Many organisations transitioned to remote working at the start of the coronavirus crisis. Now, some five months later, life is starting to return to normal - but businesses and staff are finding that there are many benefits to a smaller office presence. The signs are that people will not be returning to the office en masse any time soon.
But it is also clear that the pandemic and associated lockdown measures only accelerated a growing trend. Digital technology has unlocked new possibilities for productive remote working that were unthinkable at the turn of the century. Organisations that have long relied on stacking staff in skyscrapers are coming to accept that that may be a thing of the past; their finance departments certainly have.
Computing research has shown that nearly nine-tenths of IT leaders (87 percent) said that remote working at their organisations had increased significantly as a result of the pandemic; and 86 percent said that home working will remain "somewhat" or "considerably" higher once social distancing is phased out.
As people stay away from cities and transport networks, and organisations strive to lower their costs, the likelihood is that many changes in customer and employee behaviour will be with us for the long term. And that means cyber security, and IT more generally, should adapt for a long haul, too.

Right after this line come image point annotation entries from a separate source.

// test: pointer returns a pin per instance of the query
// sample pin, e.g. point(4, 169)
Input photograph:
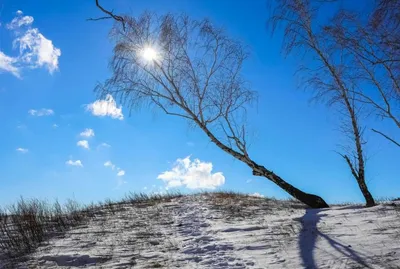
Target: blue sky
point(47, 105)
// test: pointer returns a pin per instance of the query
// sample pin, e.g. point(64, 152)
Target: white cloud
point(35, 50)
point(256, 194)
point(121, 173)
point(109, 164)
point(106, 107)
point(74, 163)
point(104, 145)
point(20, 21)
point(41, 112)
point(83, 143)
point(87, 132)
point(193, 175)
point(22, 150)
point(8, 64)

Strict password policies, VPNs and multi-factor authentication - generally low-cost solutions with a relatively simple rollout - are already widely adopted. Other elements are more complex to implement, like cloud-based security tools and security automation. Our research, however, shows that these will be among the most popular measures for organisations to adopt over the next 12 months. We have covered this in depth in a previous article.
CIOs need the tools to see and manage a more complex and exposed network. Our research shows a clear trend towards the cloud, automation and an increased focus on endpoint security, as IT leaders become accustomed to working in the new normal.
If employees lack the tools, policies and training to operate effectively, a breach could bring down the entire organisation's infrastructure - and recovery will not be as simple as it was when everyone was in the office.